Salondan kaçmayın çözüm üretin

Abone Ol

İTTİHADUL ULEMA’nın TBMM’ye sunduğu “Kardeşliğin Tahkimine Dair Tespit ve Çözüm Önerileri Raporu" sadece bir metin değil; bin yıllık ortak yaşanmışlığın, acıların ve umutların bir özetidir. Kürt ve Türk halklarının aynı kıbleye yönelmiş, aynı ümmetin mensubu olarak omuz omuza verdiği tarihsel birlikteliği hatırlatıyor. Malazgirt’ten Çanakkale’ye, Kurtuluş Savaşı’ndan günümüze kadar süren bu kardeşlik, inkâr ve asimilasyon politikalarına rağmen ayakta kalmayı başarmışsa, bu mayanın ne kadar güçlü olduğunu gösteriyor.
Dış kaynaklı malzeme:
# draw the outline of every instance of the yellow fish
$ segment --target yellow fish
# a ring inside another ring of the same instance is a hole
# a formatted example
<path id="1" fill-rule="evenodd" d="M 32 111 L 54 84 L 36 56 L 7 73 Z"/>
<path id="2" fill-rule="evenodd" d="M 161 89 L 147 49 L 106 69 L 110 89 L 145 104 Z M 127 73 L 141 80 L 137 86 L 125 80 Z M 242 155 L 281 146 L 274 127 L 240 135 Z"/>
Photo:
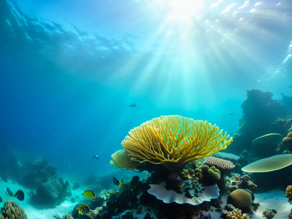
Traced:
<path id="1" fill-rule="evenodd" d="M 83 194 L 81 194 L 81 195 L 83 195 L 88 199 L 97 199 L 93 192 L 90 190 L 86 190 Z"/>
<path id="2" fill-rule="evenodd" d="M 120 182 L 120 183 L 119 184 L 119 187 L 120 187 L 122 186 L 122 185 L 123 185 L 123 181 L 124 180 L 123 179 L 121 180 L 121 181 Z"/>
<path id="3" fill-rule="evenodd" d="M 87 205 L 85 204 L 81 204 L 78 208 L 78 213 L 82 214 L 87 214 L 90 211 L 90 208 Z"/>

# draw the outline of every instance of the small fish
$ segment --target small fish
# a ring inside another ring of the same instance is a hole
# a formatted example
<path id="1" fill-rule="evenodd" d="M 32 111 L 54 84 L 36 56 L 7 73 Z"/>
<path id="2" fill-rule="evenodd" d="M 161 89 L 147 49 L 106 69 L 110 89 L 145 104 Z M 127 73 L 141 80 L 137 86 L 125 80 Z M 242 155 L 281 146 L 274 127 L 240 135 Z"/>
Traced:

Ancak ne yazık ki bu hakikatleri dile getiren bir konuşma, Meclis’te tahammülsüzlükle karşılandı. CHP ve DEM Parti vekillerinin salonu terk etmesi, sadece bir rapora değil, aynı zamanda bu toprakların ortak hafızasına karşı bir protestoydu. PKK’nın Kürt halkına ve dini değerlere verdiği zararın dile getirilmesi, bazı çevrelerce “rahatsız edici” bulunmuş olabilir. Fakat gerçekler rahatsız edici olsa da yüzleşilmeden iyileşmek mümkün değildir.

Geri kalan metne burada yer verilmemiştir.